Les défis engendrés sont relatifs au phénomène de free-riding, où quelques institutions financent l’accès libre aux revues au bénéfice de l’ensemble de la communauté. Le risque se situe donc dans le possible désengagement progressif des membres une fois l’ensemble des revues converties au libre accès et dans la difficulté d’accroître le nombre de revues soutenues. Il est à noter, enfin, que faire marche arrière si le nombre de membres adhérents est trop faible semble une entreprise ardue, voire impossible à réaliser compte tenu du contexte financier difficile auquel font face les bibliothèques universitaires et de recherche.

Voici trois scénarios qui illustrent l’importance d’avoir une définition commune de la notion de « coûts de publication » — et soulignent l’ampleur du travail à entreprendre pour faire progresser le partenariat. Parce que les bibliothèques canadiennes ne disposent évidemment pas des ressources suffisantes pour couvrir les coûts de publication des revues, les parties prenantes doivent convenir d’une façon de déterminer et d’affecter les frais de partenariat en vue de soutenir durablement les publications savantes du Canada.

  • Scénario 1 : Les bibliothèques canadiennes financent entièrement les coûts de publication des revues canadiennes.
  • Scénario 2 : Les bibliothèques canadiennes compensent les revenus d’abonnement actuellement perçus par les revues.
  • Scénario 3: Les bibliothèques canadiennes contribuent à hauteur égale à la part des revenus d’abonnement qui leur est attribuable.

 

Conclusion et prochaines étapes

Il ressort des données recueillies et de la revue de la littérature et des discussions en cours entre Érudit et les membres du RCDR qu’il faudrait s’atteler aux tâches suivantes pour que le modèle de partenariat puisse se développer pleinement.

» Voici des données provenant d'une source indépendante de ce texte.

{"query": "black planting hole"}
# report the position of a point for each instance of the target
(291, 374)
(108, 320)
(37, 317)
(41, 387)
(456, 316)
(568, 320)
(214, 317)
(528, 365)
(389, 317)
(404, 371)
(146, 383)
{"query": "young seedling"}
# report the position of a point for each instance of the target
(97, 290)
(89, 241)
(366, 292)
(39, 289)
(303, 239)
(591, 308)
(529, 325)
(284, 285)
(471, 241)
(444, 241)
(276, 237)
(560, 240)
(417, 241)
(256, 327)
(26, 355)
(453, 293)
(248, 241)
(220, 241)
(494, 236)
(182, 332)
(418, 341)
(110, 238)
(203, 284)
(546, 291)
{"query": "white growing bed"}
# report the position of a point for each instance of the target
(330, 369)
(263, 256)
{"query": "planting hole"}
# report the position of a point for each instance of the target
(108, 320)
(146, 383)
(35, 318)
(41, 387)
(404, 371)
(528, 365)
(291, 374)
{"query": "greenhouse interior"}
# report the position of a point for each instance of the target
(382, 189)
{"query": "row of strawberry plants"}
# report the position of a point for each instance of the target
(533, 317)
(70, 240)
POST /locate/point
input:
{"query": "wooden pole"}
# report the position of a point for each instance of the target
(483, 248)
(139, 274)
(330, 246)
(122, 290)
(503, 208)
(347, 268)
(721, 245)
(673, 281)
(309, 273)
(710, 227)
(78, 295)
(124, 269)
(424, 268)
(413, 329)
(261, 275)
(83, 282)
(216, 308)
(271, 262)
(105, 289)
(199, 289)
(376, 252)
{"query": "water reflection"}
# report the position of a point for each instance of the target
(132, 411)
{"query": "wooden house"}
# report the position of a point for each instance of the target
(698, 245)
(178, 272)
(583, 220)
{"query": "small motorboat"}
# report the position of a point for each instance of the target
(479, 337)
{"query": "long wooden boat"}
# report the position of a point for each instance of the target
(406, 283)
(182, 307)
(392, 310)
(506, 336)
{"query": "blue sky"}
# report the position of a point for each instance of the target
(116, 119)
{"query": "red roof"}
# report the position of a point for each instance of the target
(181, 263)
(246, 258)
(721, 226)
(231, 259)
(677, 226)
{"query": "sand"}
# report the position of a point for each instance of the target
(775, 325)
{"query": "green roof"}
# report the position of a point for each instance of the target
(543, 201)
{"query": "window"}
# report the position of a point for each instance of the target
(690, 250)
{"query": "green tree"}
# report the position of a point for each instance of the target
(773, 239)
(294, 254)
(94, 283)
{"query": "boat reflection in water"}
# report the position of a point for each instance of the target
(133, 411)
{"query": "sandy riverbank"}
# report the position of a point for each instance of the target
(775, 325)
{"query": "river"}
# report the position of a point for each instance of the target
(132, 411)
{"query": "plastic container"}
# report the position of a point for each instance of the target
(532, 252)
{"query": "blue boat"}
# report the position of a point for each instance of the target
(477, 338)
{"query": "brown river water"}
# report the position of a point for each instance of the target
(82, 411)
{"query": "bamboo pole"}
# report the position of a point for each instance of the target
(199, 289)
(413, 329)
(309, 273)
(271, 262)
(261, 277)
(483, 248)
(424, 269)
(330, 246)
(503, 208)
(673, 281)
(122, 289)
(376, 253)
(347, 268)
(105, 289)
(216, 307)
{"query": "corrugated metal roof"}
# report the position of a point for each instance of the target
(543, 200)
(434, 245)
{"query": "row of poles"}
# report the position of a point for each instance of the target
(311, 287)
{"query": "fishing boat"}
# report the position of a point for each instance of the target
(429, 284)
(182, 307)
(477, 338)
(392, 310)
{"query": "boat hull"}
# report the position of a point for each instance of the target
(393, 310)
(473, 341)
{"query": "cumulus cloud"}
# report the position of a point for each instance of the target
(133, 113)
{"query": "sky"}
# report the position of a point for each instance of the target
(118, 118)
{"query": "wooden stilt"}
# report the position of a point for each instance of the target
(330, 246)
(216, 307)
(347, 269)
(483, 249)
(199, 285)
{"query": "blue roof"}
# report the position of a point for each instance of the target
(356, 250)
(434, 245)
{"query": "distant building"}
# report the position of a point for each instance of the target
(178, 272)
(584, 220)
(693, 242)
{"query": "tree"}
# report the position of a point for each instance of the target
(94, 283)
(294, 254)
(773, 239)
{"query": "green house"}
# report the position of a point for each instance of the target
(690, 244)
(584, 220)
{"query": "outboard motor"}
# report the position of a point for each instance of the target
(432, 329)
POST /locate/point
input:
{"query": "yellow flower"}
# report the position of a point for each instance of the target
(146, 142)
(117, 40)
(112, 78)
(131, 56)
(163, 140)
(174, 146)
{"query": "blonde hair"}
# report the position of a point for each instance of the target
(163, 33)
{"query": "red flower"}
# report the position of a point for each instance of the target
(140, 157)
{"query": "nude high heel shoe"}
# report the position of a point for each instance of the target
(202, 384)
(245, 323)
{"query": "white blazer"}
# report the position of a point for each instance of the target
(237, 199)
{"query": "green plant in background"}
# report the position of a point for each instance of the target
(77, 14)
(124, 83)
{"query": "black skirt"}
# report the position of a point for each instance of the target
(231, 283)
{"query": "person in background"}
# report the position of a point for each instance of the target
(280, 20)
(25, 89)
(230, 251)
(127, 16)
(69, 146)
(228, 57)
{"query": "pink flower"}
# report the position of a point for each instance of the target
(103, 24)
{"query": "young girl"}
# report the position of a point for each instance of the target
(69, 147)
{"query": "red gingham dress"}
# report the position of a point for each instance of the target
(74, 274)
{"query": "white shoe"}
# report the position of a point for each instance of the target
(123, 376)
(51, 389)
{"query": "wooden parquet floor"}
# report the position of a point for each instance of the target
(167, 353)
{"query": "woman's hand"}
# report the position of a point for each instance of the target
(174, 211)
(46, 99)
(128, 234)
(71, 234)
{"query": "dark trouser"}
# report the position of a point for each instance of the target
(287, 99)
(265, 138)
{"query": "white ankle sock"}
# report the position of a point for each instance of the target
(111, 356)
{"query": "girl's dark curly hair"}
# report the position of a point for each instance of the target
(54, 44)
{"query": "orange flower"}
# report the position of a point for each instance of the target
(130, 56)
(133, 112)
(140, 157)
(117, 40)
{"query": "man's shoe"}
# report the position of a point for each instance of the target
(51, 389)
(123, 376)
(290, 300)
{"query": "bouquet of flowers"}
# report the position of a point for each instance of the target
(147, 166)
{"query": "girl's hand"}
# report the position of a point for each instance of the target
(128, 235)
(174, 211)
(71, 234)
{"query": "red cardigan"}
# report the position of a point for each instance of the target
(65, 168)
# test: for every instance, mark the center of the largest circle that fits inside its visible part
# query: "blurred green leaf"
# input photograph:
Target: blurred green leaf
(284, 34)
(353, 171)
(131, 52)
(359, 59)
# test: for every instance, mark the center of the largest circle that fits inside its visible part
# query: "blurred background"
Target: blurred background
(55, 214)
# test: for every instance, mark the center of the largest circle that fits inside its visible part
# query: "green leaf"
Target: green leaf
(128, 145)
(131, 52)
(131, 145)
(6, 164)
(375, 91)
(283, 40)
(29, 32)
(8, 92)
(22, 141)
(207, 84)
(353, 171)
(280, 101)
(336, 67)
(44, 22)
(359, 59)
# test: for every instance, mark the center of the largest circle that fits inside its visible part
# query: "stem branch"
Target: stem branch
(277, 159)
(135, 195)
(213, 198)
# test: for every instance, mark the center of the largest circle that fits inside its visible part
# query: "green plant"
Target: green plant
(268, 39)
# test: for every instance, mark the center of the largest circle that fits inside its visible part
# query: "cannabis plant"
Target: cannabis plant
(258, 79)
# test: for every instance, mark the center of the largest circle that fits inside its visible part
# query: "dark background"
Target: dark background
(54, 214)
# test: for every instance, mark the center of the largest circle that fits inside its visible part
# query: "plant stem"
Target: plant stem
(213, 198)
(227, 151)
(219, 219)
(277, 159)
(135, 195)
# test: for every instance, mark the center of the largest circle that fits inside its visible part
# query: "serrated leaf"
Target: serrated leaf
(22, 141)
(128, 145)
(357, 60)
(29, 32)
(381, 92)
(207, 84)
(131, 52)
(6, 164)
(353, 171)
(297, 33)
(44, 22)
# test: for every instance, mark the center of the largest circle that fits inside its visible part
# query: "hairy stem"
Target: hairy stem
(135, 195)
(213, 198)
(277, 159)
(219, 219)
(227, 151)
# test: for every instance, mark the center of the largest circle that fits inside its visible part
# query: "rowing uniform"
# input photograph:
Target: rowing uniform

  • Dresser un portrait plus précis de la situation financière des revues canadiennes : recueillir des données détaillées sur les revenus et les dépenses des revues à partir d’un échantillonnage représentatif de la diversité des publications canadiennes.
  • Déterminer la contribution financière des partenaires et trouver une méthode de calcul équitable des redevances à verser aux revues.
  1. Élaborer une stratégie de prix adaptée à la situation financière et institutionnelle de chaque pays.
  2. Procurer des avantages aux bibliothèques afin de les inciter à participer (les inclure dans le processus décisionnel ou dans la gouvernance, par exemple).
  • Tenir compte de la diversité financière des revues.
    1. Laisser les revues décider de leur adhésion et les autoriser à se retirer au bout d’une période de temps déterminée.
  • Garder le contrôle sur la structure décisionnelle et maintenir l’efficacité du processus décisionnel.
    1. Mettre sur pied des comités spécialisés et/ou indépendants de la structure décisionnelle centrale.
    2. Affecter des ressources humaines qualifiées au maintien de la participation à long terme des membres.
  • Prévenir les conséquences du free-riding.
    1. Conclure une entente de partenariat pluriannuelle et y inclure des modalités de renouvellement, ou trouver une façon simple de renouveler l’engagement financier des bibliothèques membres chaque année.
    2. Élaborer un contrat d’assurance qui permette d’encadrer les conditions financières afin qu’elles soient motivantes pour les membres internes de l’offre collective et attractives pour les institutions extérieures [“frame the financial requirements explicitly, both as an internal motivation to implement potentially unattractive elements of a collective offering and as a credible participation threshold for external institutions.” (Crow, 2013, p. 20)].
  • Assurer la pérennité du partenariat.
    1. Élaborer un plan d’action pour une transition vers la diffusion en libre accès des collections de revues savantes d’Érudit en collaboration avec les bibliothèques, les éditeurs, les chercheurs et les organismes subventionnaires, en vue d’assurer la pérennité du modèle de partenariat et de convertir toutes les ententes existantes avec des bibliothèques canadiennes et étrangères.